This summer, Northrop Grumman is playing an important role in a historic phase of Mars exploration. Northrop Grumman’s LN-200S inertial measurement unit (IMU) will provide extended life inertial navigation for NASA Jet Propulsion Laboratory’s (JPL) Perseverance Mars Rover, a mission that will seek signs of ancient life on the Red Planet.
The design life of the Perseverance Rover mission is about 1,071 Earth days (1.5 Mars year); however, NASA JPL required Northrop Grumman’s technology to be rigorously tested to double that time. This is a performance threshold the company felt confident it could meet after the success of the Mars rovers Spirit and Opportunity, which launched in 2003 and featured the LN-200S. Both missions had a 90 Earth day design life, but the Opportunity rover ended up stretching to almost 15 Earth years (8 Mars years).
The LN-200S — part of the LN-200 product line of fiber-optic gyroscope (FOG) IMUs — will provide attitude and acceleration information throughout the Perseverance Mars Rover surface mission. It will be mounted deep inside the Rover as the vehicle traverses the planet’s surface and drills to collect core samples.
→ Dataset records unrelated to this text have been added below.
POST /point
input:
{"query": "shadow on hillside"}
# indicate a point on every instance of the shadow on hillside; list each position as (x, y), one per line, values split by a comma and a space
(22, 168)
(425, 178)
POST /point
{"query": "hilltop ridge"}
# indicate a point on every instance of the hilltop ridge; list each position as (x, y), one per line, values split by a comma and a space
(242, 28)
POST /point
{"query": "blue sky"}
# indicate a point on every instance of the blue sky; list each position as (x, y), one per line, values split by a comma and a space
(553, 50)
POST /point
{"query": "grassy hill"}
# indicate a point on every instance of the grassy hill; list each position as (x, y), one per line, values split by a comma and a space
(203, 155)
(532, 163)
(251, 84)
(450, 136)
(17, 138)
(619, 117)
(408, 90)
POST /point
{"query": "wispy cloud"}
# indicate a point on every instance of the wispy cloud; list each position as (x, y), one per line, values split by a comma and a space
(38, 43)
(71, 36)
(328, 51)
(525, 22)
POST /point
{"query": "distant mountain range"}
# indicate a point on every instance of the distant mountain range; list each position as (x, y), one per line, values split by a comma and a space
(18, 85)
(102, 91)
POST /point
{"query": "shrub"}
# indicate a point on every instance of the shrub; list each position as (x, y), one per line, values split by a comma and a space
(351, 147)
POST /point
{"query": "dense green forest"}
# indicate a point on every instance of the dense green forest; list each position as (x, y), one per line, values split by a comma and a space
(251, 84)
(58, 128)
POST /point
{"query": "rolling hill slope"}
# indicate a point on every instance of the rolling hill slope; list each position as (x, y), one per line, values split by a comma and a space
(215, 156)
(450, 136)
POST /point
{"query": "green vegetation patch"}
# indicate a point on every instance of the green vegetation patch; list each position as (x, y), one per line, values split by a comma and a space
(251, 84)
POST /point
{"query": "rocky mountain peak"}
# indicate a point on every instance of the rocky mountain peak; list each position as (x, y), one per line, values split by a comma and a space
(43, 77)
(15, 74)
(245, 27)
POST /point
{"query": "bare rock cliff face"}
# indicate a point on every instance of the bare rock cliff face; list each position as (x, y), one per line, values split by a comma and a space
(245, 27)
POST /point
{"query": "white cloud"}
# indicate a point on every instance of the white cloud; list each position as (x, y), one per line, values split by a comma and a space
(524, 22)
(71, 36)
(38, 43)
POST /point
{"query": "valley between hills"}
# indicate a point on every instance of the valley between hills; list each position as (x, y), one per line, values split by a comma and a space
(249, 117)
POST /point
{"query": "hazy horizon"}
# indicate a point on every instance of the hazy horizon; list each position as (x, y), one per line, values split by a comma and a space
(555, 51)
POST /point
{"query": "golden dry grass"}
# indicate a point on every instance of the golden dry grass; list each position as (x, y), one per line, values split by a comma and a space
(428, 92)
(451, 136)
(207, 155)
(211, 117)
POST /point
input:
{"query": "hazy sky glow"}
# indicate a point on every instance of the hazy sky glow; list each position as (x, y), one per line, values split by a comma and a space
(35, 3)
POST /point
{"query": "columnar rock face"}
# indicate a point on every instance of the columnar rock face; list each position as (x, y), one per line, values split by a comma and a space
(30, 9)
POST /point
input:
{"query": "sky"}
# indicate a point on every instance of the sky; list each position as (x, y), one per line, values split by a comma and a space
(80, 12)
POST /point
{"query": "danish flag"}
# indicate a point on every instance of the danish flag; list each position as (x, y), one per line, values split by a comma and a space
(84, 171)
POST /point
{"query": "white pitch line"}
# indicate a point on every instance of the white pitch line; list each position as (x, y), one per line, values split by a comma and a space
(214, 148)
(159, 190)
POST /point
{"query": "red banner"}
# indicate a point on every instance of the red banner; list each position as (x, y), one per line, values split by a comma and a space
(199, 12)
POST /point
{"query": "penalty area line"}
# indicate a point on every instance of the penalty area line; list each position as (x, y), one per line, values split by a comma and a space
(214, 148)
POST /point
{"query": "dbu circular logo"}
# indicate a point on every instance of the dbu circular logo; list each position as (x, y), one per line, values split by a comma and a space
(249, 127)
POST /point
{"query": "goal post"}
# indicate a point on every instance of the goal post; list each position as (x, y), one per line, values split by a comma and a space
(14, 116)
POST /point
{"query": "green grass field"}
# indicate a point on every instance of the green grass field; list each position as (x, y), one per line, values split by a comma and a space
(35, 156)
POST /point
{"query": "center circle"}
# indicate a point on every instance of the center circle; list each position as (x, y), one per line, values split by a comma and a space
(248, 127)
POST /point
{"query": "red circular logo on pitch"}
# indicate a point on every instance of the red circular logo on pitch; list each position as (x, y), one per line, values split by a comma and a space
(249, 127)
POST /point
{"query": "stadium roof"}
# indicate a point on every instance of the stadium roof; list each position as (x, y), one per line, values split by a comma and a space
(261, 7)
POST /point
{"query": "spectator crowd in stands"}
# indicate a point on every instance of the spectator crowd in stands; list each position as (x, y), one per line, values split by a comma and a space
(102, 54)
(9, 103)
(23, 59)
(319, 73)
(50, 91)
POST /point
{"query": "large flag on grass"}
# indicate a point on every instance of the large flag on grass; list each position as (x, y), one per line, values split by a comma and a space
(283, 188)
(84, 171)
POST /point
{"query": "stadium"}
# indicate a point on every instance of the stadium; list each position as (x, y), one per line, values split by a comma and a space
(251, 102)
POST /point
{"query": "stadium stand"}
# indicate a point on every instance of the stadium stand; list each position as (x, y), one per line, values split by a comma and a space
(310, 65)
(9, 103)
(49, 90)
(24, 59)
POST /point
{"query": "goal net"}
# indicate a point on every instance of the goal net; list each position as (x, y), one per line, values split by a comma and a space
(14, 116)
The low cost, small size, weight and power (SWAP) LN-200S features three FOG gyroscopes and three silicon Micro Electro-Mechanical Systems (MEMS) accelerometers in a hermetically sealed package ideal for space applications, including asteroid and planetary probes.
“Northrop Grumman’s LN-200S has significant space heritage, offering proven capability and reliability in the demanding space flight environment on board many spacecraft in LEO, GEO and has traveled to a variety of heavenly bodies including Earth’s moon, Mars and asteroids,” said Brandon White, VP, navigation and positioning systems, Northrop Grumman. “Our IMU will play an essential part in the Perseverance Rover’s navigation as NASA pursues its long-term scientific mission.”